NAACP Laments the Passing of the Honorable Matthew J. Perry, Jr.

 

Former NAACP Board Member Became South Carolina’s First African-American Federal Judge

 

(Baltimore, MD) – The NAACP laments the passing of Matthew J. Perry, Jr., a federal judge, civil rights attorney, and a former member of the NAACP National Board of Directors.  Perry passed away July 31st, 2011 at his home in South Carolina.

“Matthew Perry was a venerated member of the NAACP family,” stated NAACP Chairman Roslyn M. Brock. “He commanded extraordinary respect throughout South Carolina as well as in our NAACP community.”

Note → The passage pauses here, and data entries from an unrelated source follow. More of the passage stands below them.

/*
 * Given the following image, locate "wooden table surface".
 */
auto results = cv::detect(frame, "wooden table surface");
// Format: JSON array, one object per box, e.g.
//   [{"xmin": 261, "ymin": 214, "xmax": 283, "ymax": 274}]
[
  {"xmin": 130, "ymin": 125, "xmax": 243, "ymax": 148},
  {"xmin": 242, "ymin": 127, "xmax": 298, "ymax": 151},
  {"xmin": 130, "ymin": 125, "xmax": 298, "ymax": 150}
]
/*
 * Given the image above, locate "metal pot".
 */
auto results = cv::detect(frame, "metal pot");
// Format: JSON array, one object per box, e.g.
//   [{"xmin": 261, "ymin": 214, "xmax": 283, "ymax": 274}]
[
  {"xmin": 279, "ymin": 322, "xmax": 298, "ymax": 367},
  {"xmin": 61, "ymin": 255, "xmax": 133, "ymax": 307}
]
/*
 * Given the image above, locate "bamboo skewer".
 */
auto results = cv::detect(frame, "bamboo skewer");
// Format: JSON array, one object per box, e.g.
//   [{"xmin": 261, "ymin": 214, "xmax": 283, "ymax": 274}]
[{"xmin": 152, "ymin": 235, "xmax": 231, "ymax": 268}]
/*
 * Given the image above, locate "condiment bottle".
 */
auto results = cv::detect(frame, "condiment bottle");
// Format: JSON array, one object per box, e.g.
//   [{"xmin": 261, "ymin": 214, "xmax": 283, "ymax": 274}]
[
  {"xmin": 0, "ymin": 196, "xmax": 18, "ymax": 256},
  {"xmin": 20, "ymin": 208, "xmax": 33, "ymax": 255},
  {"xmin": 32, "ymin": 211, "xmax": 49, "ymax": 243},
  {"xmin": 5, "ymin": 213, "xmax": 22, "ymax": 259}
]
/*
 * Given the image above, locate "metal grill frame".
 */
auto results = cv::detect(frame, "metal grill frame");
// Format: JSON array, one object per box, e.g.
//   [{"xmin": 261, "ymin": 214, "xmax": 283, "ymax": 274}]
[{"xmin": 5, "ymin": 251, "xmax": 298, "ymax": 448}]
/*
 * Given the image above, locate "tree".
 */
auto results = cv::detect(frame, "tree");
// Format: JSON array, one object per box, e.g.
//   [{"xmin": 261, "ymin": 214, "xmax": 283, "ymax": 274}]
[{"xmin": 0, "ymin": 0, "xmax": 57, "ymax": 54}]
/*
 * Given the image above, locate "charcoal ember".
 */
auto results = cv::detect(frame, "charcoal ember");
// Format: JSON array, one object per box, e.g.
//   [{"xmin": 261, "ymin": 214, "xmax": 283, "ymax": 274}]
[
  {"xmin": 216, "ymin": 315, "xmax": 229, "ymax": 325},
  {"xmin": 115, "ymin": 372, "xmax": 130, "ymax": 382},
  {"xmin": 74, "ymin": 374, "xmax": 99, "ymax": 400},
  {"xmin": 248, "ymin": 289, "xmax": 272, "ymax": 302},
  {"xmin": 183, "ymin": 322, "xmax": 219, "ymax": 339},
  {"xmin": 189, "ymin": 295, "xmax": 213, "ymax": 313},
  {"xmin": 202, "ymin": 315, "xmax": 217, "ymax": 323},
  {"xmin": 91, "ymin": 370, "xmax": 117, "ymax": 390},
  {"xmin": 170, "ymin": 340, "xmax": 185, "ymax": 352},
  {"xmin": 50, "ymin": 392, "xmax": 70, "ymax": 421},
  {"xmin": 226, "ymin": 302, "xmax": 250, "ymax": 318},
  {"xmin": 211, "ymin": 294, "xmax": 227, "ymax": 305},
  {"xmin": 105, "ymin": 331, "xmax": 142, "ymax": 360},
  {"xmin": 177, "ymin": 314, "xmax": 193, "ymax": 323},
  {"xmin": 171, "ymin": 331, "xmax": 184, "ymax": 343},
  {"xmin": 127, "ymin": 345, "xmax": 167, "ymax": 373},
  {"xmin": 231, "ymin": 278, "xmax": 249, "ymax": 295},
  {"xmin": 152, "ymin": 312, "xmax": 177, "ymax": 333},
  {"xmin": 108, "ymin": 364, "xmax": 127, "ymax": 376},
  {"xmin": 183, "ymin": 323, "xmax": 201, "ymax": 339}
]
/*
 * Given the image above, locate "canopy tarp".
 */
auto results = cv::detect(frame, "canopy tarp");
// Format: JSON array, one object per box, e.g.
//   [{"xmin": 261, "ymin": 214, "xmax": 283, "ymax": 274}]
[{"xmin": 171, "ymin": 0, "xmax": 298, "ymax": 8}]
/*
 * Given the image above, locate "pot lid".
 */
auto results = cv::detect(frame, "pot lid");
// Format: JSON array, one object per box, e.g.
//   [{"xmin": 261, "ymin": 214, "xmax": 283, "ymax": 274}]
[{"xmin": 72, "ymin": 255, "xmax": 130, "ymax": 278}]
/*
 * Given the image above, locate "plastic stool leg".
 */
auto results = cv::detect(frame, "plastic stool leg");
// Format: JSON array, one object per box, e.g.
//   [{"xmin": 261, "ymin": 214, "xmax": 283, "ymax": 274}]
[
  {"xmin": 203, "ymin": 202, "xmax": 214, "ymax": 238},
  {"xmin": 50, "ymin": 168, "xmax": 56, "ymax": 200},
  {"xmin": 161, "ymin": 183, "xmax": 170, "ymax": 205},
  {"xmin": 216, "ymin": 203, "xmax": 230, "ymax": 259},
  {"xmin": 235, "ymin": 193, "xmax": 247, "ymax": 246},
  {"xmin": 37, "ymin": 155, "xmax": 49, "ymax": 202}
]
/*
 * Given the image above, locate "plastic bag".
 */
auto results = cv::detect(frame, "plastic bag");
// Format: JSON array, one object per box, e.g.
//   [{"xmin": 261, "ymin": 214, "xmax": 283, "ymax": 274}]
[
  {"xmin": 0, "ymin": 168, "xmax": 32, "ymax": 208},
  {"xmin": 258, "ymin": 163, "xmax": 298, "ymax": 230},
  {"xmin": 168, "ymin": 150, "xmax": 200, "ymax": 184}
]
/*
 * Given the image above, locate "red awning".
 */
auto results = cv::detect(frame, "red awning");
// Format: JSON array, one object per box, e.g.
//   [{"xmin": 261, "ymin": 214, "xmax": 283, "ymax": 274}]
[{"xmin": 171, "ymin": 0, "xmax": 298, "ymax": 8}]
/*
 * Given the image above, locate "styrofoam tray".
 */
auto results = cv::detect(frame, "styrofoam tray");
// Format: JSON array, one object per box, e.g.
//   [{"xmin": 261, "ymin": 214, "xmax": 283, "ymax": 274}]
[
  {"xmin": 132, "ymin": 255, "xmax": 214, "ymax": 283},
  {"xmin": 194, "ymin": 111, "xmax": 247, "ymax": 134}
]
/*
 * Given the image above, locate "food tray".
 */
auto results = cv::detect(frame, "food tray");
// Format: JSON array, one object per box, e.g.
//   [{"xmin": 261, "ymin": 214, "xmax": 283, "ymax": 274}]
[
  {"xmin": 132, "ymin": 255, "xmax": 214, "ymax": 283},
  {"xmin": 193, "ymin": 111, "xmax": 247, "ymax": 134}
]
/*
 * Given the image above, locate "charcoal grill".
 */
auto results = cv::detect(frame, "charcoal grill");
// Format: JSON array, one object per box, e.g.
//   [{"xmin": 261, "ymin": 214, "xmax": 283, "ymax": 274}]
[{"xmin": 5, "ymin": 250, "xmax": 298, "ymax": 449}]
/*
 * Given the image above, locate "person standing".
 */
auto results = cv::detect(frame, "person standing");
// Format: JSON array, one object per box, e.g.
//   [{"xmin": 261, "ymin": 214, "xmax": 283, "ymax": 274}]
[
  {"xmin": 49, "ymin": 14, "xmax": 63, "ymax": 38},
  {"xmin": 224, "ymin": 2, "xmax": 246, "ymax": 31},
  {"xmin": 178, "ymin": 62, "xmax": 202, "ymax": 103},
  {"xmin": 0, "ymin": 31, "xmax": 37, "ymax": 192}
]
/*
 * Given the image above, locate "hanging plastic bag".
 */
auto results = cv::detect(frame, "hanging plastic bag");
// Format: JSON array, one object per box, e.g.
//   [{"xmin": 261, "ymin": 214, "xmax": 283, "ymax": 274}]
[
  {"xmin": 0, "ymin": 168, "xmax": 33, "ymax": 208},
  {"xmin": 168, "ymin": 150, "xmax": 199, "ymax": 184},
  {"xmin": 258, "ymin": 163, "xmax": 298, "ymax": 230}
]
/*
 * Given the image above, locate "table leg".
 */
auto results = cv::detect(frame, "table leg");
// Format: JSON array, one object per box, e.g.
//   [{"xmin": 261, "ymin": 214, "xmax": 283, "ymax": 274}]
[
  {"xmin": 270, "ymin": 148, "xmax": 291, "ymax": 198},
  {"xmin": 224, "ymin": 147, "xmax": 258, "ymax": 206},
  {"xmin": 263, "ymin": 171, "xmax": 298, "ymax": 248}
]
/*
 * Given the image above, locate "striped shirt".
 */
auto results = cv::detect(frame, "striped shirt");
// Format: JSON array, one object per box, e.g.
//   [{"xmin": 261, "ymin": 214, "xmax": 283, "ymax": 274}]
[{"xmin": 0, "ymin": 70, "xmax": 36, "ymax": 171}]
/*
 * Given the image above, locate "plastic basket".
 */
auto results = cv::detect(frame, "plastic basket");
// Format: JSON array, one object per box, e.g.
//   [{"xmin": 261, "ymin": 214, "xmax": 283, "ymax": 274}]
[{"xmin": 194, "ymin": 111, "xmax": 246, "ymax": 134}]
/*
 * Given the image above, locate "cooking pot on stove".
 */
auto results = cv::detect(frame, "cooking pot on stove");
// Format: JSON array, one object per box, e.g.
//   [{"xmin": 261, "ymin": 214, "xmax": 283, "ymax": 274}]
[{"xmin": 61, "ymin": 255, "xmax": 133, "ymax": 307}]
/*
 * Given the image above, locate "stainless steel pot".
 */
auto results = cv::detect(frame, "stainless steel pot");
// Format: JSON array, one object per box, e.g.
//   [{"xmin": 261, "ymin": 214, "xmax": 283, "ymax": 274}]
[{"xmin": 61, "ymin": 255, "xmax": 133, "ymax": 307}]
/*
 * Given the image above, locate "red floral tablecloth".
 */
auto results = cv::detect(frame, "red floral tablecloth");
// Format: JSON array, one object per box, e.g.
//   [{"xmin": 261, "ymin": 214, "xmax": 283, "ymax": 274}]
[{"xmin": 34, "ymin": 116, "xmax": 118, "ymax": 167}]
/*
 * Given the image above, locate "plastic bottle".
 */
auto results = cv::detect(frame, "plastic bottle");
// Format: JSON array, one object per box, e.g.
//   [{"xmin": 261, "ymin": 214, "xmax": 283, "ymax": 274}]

Born in South Carolina in 1921, Perry served in the United States Army before earning his undergraduate and legal degrees from South Carolina State College.  As an attorney, Perry led the legal charge with the NAACP to desegregate Clemson University and the University of South Carolina. 

In 1976, Perry was appointed to the United States Court of Appeals for the Armed Forces by President Lyndon B. Johnson.  Perry was later nominated and confirmed to the United States District Court for the District of South Carolina, where he served as the first African-American federal judge in South Carolina.  In 2004, the federal courthouse in Columbia, South Carolina was named after him.

In addition to his service to the law, Mr. Perry served his community for 16 years as a National Board Member of the NAACP, where he was both a member and chairman of the National Legal Committee.

“Matthew Perry was a true trailblazer for civil rights,” stated NAACP President and CEO Benjamin Todd Jealous.  “His legal efforts and accomplishments broke down barriers for so many in the South and across the country.”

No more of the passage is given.